If you've ever felt overwhelmed by how complicated it seems to install and run models (LLM) on your computer, you're not alone. Many developers, students, or AI enthusiasts face the same difficulties: complex technical configurations, failing dependencies, and the need for expensive hardware. All of this makes running a model on your own computer seem like an impossible mission.
What if you could have a language model (LLM) responding from your terminal in less than 10 minutes, without weird configurations or complex code? You could create prototypes, train your skills, or develop an AI-based app without depending on the cloud or paying for external servers. All running on your own machine, even if you don't have a top-of-the-line GPU.
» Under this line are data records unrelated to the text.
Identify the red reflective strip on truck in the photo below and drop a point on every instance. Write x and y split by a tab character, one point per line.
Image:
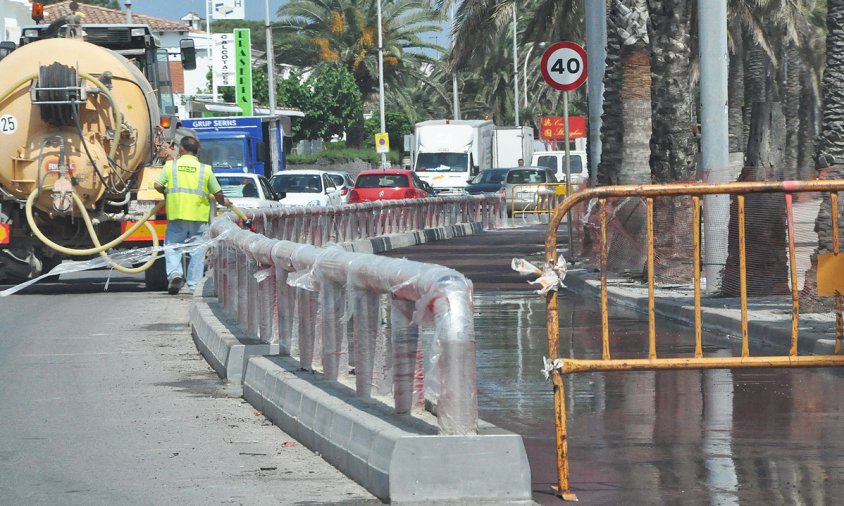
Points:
142	234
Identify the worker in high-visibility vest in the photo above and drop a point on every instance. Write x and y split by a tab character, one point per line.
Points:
188	186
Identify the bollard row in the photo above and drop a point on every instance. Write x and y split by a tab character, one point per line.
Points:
327	306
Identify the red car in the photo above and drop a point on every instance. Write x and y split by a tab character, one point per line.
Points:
387	184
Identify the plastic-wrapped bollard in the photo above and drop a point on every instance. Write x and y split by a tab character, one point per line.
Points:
406	351
306	303
457	406
366	318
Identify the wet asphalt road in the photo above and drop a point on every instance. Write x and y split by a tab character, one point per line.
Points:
763	436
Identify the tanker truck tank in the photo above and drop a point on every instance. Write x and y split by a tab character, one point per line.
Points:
78	127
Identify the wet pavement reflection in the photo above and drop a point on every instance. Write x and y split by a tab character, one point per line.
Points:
757	436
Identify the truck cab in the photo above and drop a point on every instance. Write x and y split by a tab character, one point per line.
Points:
240	143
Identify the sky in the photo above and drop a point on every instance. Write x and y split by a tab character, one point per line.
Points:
175	9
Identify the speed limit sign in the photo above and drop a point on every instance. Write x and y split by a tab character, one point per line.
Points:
564	66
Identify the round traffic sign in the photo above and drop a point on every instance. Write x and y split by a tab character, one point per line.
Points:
564	66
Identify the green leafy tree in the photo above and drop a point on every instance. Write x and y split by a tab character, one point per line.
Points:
329	98
344	31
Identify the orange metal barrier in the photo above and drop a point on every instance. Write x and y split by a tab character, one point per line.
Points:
561	366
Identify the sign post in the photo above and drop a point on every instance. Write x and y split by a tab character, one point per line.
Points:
243	70
382	143
564	68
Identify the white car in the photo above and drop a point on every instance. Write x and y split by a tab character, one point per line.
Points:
344	182
247	190
306	188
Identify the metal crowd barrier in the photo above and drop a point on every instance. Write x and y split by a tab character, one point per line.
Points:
560	366
303	297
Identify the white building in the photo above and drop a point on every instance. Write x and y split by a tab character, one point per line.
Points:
186	83
13	15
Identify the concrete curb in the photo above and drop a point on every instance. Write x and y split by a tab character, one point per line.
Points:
769	319
225	347
398	458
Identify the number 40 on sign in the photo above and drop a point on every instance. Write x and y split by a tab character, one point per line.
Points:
564	66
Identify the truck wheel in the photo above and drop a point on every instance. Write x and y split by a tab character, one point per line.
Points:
155	278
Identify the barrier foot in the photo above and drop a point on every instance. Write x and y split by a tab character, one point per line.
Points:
566	496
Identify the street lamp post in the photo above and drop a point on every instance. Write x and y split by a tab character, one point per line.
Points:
381	81
515	67
270	60
524	74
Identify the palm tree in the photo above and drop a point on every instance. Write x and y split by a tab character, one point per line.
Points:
830	148
345	31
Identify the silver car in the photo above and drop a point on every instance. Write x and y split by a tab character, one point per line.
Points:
344	182
530	189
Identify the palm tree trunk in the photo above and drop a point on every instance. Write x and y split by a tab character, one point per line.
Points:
791	104
672	143
767	263
830	148
612	135
735	84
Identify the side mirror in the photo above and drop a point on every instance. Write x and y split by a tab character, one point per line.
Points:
6	47
188	50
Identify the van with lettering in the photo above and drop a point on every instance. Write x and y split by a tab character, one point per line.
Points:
240	143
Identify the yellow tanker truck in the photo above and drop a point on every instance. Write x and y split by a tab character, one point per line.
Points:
86	121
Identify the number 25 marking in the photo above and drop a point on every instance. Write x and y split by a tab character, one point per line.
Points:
8	124
572	66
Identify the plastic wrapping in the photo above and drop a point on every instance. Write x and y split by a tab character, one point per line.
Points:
318	291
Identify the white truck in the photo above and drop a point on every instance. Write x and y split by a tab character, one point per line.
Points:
556	161
511	145
449	152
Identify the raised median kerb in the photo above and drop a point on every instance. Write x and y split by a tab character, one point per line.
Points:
413	457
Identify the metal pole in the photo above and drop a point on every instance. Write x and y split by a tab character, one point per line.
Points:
524	74
712	27
596	48
456	98
568	165
270	60
381	81
210	46
515	68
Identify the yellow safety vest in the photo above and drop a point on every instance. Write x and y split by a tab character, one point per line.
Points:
187	195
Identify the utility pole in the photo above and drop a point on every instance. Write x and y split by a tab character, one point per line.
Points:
381	81
270	60
210	46
515	67
456	99
712	27
596	48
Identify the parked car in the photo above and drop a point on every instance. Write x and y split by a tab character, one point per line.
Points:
247	190
306	188
388	184
343	181
488	181
522	185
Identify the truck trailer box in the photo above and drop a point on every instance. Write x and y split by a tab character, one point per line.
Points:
240	143
512	144
449	152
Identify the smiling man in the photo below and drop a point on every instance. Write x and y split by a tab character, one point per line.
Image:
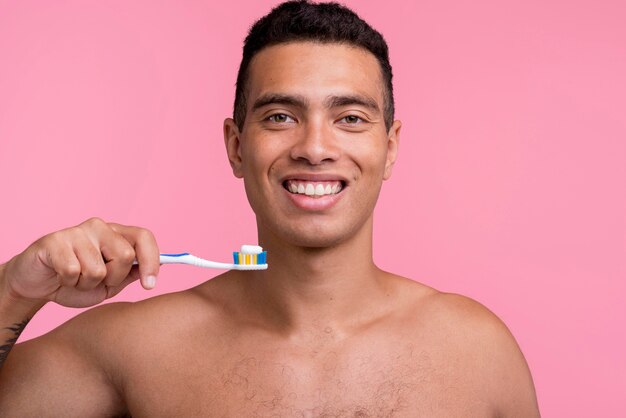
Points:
323	332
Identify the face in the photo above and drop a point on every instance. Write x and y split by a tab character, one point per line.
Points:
314	150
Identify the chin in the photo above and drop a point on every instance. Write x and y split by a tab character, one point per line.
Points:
320	234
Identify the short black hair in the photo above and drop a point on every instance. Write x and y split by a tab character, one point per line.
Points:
302	20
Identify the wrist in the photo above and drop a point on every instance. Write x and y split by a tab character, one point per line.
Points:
13	302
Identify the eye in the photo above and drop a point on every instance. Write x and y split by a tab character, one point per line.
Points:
352	119
280	118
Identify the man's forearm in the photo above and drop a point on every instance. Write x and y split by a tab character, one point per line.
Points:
14	316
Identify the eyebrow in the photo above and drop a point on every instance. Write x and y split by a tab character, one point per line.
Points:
302	102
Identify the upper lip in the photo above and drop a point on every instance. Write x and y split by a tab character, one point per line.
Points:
315	177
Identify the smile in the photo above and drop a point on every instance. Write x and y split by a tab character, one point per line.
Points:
313	188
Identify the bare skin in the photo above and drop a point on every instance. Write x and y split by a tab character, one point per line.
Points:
323	332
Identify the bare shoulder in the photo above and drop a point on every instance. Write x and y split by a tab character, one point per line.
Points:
471	335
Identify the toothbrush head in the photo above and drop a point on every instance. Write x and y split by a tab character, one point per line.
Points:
251	257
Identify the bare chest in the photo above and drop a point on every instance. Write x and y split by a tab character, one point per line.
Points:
374	381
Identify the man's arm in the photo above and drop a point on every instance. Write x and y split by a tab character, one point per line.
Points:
500	369
58	374
68	372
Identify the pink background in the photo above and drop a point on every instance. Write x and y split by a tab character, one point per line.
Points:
510	186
What is Docker Model Runner?
Docker has launched a new feature called Model Runner, available since Docker Desktop 4.40, that completely simplifies the process of running LLM models locally. You no longer need to know how to install Python, configure virtual environments, or manually download models. Docker takes care of everything.
You can easily install hundreds of models from Docker Hub. You can interact with them from the terminal, as if you were talking to ChatGPT, but without your conversation leaving your device, thus enhancing privacy.
How does it work?
- Install Docker Desktop from docker.com.
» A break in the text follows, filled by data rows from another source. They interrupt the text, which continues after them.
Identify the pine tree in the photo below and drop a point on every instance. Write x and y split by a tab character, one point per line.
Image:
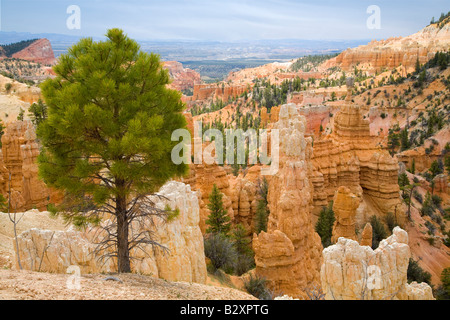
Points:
262	210
378	231
413	166
324	225
38	112
218	219
107	138
241	242
261	217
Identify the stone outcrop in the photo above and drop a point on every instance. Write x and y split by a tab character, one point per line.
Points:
345	204
350	157
393	52
354	272
40	51
441	183
366	236
288	254
19	154
55	251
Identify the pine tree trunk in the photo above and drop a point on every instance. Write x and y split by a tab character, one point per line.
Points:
123	254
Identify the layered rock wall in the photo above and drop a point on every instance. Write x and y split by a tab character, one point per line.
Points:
354	272
288	254
55	251
19	156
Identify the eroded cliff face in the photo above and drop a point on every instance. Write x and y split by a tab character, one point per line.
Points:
354	272
393	52
345	204
182	78
289	253
350	157
55	251
19	157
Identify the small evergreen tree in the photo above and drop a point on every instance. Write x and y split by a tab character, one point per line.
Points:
21	114
378	231
324	225
262	210
38	112
218	219
107	140
435	169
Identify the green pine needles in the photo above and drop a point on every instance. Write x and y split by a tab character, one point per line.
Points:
218	219
106	137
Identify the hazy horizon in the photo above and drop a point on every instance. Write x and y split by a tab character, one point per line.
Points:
231	21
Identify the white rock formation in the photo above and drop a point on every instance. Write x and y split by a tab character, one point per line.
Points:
353	272
55	251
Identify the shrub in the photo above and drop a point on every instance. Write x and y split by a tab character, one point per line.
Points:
256	286
391	221
378	231
416	273
418	196
8	87
221	251
325	223
218	219
245	256
443	292
436	200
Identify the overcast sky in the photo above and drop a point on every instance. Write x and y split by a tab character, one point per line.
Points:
225	20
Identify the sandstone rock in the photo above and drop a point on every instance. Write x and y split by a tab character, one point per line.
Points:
441	183
55	251
344	206
354	272
366	237
288	255
20	151
393	52
349	157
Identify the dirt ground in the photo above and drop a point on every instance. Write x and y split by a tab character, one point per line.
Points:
27	285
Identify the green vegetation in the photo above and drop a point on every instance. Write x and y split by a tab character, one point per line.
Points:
262	210
221	252
172	214
391	221
257	287
378	231
21	114
324	225
38	112
109	109
218	219
8	87
242	243
443	292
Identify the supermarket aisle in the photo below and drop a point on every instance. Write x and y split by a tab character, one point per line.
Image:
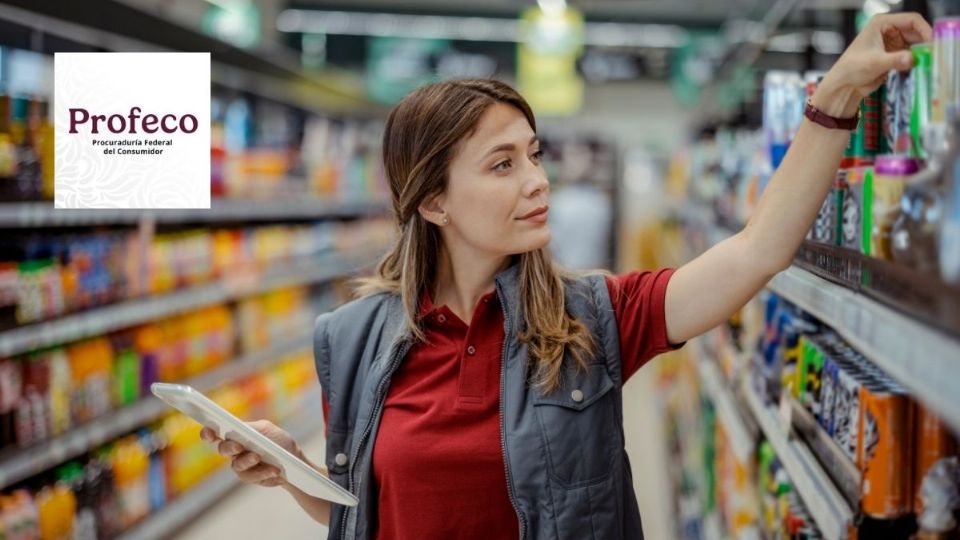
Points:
254	512
238	516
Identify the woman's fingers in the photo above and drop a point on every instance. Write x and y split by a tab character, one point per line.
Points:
208	435
245	461
911	26
261	474
230	448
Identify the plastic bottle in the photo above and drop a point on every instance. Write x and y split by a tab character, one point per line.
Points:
27	178
949	239
8	154
60	378
148	343
126	370
130	466
10	394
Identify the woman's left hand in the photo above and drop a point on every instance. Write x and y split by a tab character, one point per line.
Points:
882	45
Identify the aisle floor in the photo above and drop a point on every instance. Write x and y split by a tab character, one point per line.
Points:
251	512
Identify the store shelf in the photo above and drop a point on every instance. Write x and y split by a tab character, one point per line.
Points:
43	214
743	440
113	317
183	509
826	504
24	463
839	466
921	358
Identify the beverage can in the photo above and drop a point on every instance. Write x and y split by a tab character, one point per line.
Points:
897	101
886	462
890	174
864	143
826	227
919	108
934	442
828	389
846	409
855	206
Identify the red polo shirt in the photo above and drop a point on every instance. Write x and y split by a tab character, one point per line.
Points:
437	460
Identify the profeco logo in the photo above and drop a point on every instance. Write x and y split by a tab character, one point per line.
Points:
117	123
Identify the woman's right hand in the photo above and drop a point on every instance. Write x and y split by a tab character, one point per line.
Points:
247	465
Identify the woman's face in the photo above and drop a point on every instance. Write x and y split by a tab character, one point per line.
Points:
496	182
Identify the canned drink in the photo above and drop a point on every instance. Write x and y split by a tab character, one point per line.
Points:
864	143
811	372
887	463
890	174
783	103
826	227
921	96
792	353
855	207
897	101
846	409
946	67
934	442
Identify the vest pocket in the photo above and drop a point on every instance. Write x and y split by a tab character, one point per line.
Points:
338	454
579	426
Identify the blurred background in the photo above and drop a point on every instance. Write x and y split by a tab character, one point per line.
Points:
828	407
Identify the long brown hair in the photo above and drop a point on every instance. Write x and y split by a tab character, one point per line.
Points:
421	138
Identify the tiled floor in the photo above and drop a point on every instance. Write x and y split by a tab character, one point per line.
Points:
254	513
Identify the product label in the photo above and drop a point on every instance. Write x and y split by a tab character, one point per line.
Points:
132	130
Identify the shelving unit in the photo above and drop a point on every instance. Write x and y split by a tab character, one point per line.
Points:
43	214
181	510
271	73
826	504
26	462
921	358
742	438
113	317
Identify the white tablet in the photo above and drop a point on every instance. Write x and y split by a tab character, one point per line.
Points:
194	404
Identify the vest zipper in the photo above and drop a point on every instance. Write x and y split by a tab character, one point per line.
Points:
503	427
380	397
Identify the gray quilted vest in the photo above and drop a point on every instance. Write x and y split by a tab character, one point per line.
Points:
567	472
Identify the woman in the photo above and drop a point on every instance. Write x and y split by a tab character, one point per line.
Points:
511	426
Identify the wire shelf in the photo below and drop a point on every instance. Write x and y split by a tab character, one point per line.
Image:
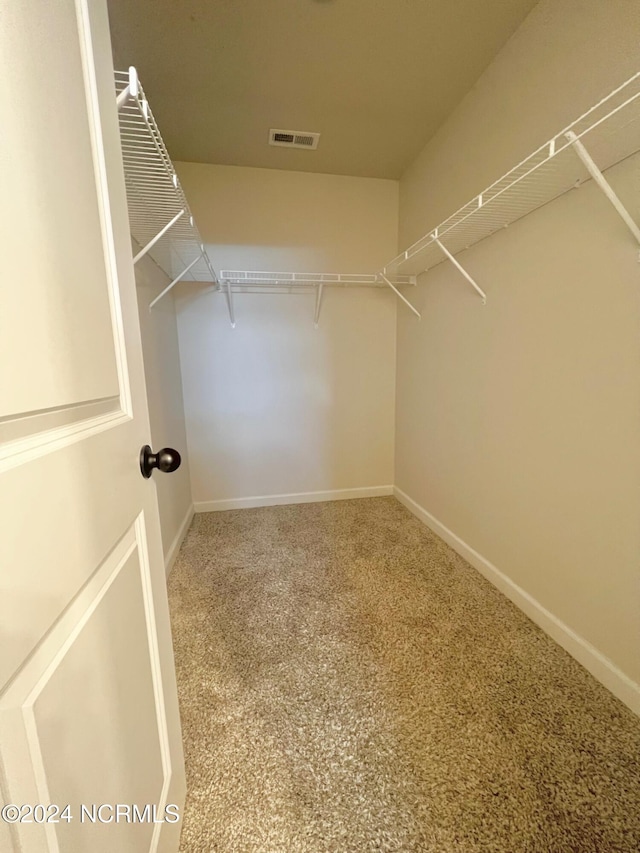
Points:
258	281
154	194
610	129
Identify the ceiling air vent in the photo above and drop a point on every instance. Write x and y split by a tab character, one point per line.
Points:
294	139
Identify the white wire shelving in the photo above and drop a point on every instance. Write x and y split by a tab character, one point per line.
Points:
160	220
256	281
605	135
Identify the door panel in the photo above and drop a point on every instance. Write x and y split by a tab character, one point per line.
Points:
80	752
88	706
56	257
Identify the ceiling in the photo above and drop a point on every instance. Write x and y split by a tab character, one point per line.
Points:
375	77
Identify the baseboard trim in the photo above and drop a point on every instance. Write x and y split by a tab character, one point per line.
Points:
174	548
603	669
296	498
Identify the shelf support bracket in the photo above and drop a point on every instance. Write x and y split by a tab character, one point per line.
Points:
232	314
130	91
158	236
174	282
397	293
461	269
316	316
604	184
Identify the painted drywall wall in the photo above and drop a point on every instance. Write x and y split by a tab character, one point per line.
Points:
166	408
275	406
517	423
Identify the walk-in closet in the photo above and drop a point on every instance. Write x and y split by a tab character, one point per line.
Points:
322	372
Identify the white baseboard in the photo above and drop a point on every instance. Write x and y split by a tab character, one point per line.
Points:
604	670
174	548
297	498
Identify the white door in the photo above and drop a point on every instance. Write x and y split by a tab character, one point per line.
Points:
88	708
- Activate Model Runner from settings: go to Settings > Features in development and check the corresponding box. Also enable "Enable host-side TCP support" with port 12434.
- Restart Docker.
That's all for setting up the environment. Now, open a terminal and type:
docker model pull ai/llama3.2:3B-Q4_K_M
You now have the model downloaded.
To interact with it:
docker model run ai/llama3.2:3B-Q4_K_M "What is Docker?"
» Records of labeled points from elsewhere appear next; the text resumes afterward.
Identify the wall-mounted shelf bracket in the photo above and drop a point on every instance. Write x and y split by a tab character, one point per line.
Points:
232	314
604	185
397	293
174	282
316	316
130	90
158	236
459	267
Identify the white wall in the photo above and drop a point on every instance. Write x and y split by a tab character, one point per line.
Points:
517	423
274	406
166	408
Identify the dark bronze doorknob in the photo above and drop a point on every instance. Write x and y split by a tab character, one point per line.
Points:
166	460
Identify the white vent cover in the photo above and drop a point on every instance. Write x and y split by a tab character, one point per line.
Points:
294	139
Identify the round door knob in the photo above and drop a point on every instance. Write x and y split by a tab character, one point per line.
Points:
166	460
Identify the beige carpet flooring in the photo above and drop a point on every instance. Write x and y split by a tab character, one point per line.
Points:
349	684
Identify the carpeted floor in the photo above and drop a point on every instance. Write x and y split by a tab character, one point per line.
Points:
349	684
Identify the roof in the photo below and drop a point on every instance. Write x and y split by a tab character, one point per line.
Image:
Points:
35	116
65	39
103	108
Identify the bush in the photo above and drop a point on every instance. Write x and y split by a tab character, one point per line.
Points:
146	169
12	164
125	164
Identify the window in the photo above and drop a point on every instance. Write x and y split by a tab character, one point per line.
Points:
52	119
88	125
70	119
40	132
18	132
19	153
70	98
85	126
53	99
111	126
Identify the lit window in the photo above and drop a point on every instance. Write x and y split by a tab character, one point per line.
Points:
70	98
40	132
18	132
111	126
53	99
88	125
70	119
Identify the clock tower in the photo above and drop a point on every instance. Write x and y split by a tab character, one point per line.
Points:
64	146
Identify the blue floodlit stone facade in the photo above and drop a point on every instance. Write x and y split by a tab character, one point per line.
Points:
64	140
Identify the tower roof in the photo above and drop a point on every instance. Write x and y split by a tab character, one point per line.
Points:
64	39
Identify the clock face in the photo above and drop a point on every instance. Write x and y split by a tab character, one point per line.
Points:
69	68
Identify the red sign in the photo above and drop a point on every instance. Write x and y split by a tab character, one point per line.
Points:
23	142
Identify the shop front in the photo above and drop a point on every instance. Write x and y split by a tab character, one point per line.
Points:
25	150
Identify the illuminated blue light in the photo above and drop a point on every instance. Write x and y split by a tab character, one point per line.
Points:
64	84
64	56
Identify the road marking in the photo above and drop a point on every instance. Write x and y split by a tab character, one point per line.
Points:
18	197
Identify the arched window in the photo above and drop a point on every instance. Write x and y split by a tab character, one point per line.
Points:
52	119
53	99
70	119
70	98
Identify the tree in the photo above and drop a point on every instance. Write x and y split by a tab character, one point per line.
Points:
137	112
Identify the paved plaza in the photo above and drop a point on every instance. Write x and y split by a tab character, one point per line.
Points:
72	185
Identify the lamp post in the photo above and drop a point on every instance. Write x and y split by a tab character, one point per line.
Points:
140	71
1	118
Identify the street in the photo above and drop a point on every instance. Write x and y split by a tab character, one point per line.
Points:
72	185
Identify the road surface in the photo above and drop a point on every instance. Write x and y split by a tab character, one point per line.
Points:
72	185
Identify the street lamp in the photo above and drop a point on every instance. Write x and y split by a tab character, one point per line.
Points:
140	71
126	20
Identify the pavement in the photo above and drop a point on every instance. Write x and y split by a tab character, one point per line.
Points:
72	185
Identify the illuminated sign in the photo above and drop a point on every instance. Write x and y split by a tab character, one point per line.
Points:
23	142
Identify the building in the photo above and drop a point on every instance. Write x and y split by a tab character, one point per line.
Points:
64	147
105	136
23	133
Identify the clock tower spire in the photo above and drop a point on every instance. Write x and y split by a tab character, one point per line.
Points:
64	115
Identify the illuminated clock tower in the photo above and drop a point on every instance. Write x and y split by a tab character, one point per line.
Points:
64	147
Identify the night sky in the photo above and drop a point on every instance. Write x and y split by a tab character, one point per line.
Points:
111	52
Prefer a more fluid conversation? Just run:
docker model run ai/llama3.2:3B-Q4_K_M
How to use Docker Model Runner with LangChain
LangChain allows us to use OpenAI Chat by modifying the base_url to interact with our local model and use any LLM locally. To do this, we must ensure that the model is running in docker and we can execute the following code:
!pip install langchain_openai
from langchain_openai import ChatOpenAI
import pprint
llm = ChatOpenAI(
model="ai/llama3.2:3B-Q4_K_M",
base_url="http://127.0.0.1:12434/engines/v1",
api_key="ignored"
)
Now you have the model ready to use. We can now make calls to this LLM:
from langchain_core.messages import AIMessage
messages = [
(
"system",
"You are a helpful assistant.",
),
("human", "Generate a professional AI LLM project structure"),
]
ai_msg = llm.invoke(messages)
pprint.pp(ai_msg.content)
What do you get with all this?
The ability to test and experiment with LLM without needing to depend on external servers, pay for APIs, or study neural network architecture. In minutes, and without deep technical knowledge.
This is an easy and quick way if you want to use LLM locally for testing or have greater privacy without having to pay for it. Additionally, this brings the use of LLMs closer to more devices and beginner users.